Conversa com o pénis de Frey

Fragmento de um amuleto-pénis romano (Museu de Penafiel)
Para representar fisicamente o poder regenerativo do sol primaveril, o indivíduo antigo adotou a imagem da masculinidade, como símbolo desse poder sobrenatural e genésico. O boi/touro e o bode tornaram-se os arquétipos solares por excelência e os seus órgãos genitais símbolos supremos de culto. O falo era venerado em ereção: hierofania da divindade geradora de vida. O esplendor do vigor másculo é o agente ativo da fecundidade da terra, animais e dos seres humanos, e garante da prosperidade e dos prazeres.

O culto fálico tem origens longínquas, do tempo em que o indivíduo se apercebeu do seu valor em todos os processos produtivos. Pénis e vulvas formavam uma dupla iconográfica erguida nas planícies reconhecidos em menires e mamoas - os templos sagrados do Homem primitivo.
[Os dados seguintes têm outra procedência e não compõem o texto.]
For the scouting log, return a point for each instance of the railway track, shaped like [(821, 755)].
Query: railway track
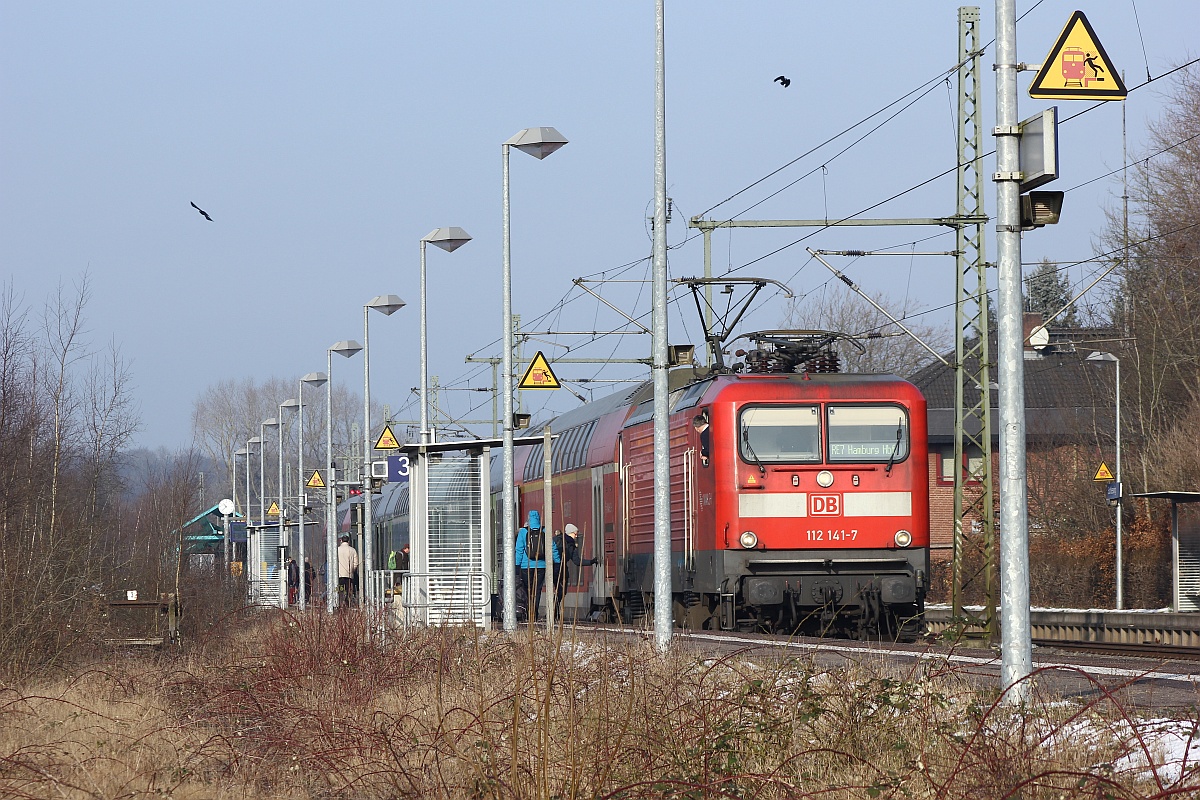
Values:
[(1139, 649)]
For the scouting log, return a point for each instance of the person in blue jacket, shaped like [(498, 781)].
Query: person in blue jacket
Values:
[(531, 563)]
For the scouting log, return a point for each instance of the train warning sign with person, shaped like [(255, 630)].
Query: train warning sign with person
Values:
[(1078, 67)]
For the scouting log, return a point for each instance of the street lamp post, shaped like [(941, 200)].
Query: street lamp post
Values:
[(346, 348), (262, 494), (1116, 361), (291, 404), (448, 239), (387, 305), (538, 143), (312, 379)]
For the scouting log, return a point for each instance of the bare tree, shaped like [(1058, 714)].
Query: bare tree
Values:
[(64, 417), (228, 413)]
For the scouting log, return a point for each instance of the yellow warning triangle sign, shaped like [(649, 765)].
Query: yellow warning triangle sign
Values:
[(1078, 67), (387, 439), (539, 374)]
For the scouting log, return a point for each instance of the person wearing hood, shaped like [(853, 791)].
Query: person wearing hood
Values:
[(531, 563)]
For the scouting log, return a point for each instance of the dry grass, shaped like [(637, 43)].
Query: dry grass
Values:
[(293, 707)]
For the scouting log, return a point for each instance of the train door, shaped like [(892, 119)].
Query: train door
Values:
[(600, 589)]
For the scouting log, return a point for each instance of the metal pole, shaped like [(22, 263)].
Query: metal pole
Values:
[(367, 549), (425, 362), (708, 295), (547, 528), (245, 571), (663, 606), (262, 477), (330, 493), (279, 517), (300, 492), (1120, 494), (1017, 647), (509, 569)]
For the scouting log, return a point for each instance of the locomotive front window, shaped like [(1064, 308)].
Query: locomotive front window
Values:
[(870, 433), (780, 433)]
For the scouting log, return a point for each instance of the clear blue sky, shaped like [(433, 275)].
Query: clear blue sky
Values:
[(325, 139)]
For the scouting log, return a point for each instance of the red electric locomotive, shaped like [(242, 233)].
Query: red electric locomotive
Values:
[(798, 495)]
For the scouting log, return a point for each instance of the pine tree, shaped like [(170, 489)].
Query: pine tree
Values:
[(1047, 290)]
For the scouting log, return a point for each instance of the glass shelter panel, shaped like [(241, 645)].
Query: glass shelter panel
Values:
[(780, 433), (868, 433)]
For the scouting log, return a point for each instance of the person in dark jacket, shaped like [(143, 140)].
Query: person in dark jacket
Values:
[(531, 563), (568, 546)]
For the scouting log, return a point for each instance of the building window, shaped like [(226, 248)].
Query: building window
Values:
[(975, 465)]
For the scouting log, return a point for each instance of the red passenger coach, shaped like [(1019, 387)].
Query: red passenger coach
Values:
[(798, 498)]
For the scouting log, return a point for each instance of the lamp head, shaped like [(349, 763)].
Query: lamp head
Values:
[(387, 304), (448, 239), (538, 143)]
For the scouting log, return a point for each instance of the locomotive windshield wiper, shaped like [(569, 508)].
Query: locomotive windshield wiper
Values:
[(745, 438), (892, 458)]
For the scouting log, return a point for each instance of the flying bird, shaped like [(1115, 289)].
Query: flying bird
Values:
[(203, 212)]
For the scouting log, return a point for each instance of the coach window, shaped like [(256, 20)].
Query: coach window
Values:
[(780, 433), (868, 433)]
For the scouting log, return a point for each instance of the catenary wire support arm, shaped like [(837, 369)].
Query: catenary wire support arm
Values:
[(581, 283), (816, 254)]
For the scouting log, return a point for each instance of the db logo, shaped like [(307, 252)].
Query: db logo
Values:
[(825, 505)]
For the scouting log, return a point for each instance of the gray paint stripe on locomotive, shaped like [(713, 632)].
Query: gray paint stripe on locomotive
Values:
[(796, 504)]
O linga de Xiva retrata essa fusão: o falo do deus apoiado na vagina da deusa numa cópula de procriação perpétua. O hierogamos entre Vénus e Marte, de Ísis e Osíris, Freya e Frey é o reflexo do entendimento de que as atividades agrícolas estavam fundeadas na ação e vontade do sagrado, por isso criavam personificações sobre as quais depositavam os seus anseios.

Qualquer imagem priápica simboliza o orgasmo masculino, do qual brota a semente fertilizante. A runa Uruz  exprime a ideia de água seminal, associada à força do auroque, e vem logo a seguir a Fehu, a primeira runa do FUTHARK, sob a regência de Frey, o Priapo escandinavo, e senhor do gado e personificação dos raios solares. O falo é o princípio ativo, o canal do sémen, a coluna que sustenta o equilíbrio da natureza e da espécie humana. É calor, luz, por isso de natureza semelhante à do sol nascente, que faz despontar a semente.  

A representação de Frey de pénis ereto foi o que nos restou do templo de Upsala, descrita por Adam de Bremen (numa fase tardia dos cultos escandinavos já rendidos à influência da estatuária dos deuses). A divindade Vanir simboliza a força fecundante do sol sobre a terra recetiva após o pousio do inverno e é também símbolo apotropaico, do mesmo modo que os amuletos-pénis usados profusamente pelos romanos para neutralizar o poder destrutivo do Invidus. O falo de Frey concentra um significado para lá do sexual: é igualmente uma arma que protege e combate as forças do caos. Ao abdicar do seu gládio - analogia material do seu falo - como dote de casamento com Gerda, Frey é obrigado a enfrentar Surt, Gigante do Fogo destrutivo, com uma haste de veado, animal solidário às forças solares

O pénis tem a mesma força triunfante do sol, o mesmo poder de conquista da vida. Isto não legitima, porém, os comportamentos do pseudo sexo forte. O pénis não passa de um órgão solitário e estéril quando o homem o assume como estandarte da sua superioridade sobre a mulher. Nem o homem, nem a mulher se anulam: o pénis e a vulva complementam-se, dialogam, trocam impressões de como caminharem como companheiros de uma longa e eterna viagem. 

A inteligência é assexual. O pénis não pensa, apenas reage. A vulva não pensa, apenas entrega-se à sensação. E quando formos capazes de os percebemos como partes do nosso desenvolvimento e autodescoberta, então, sim, serão ótimos instrumentos da nossa inteligência.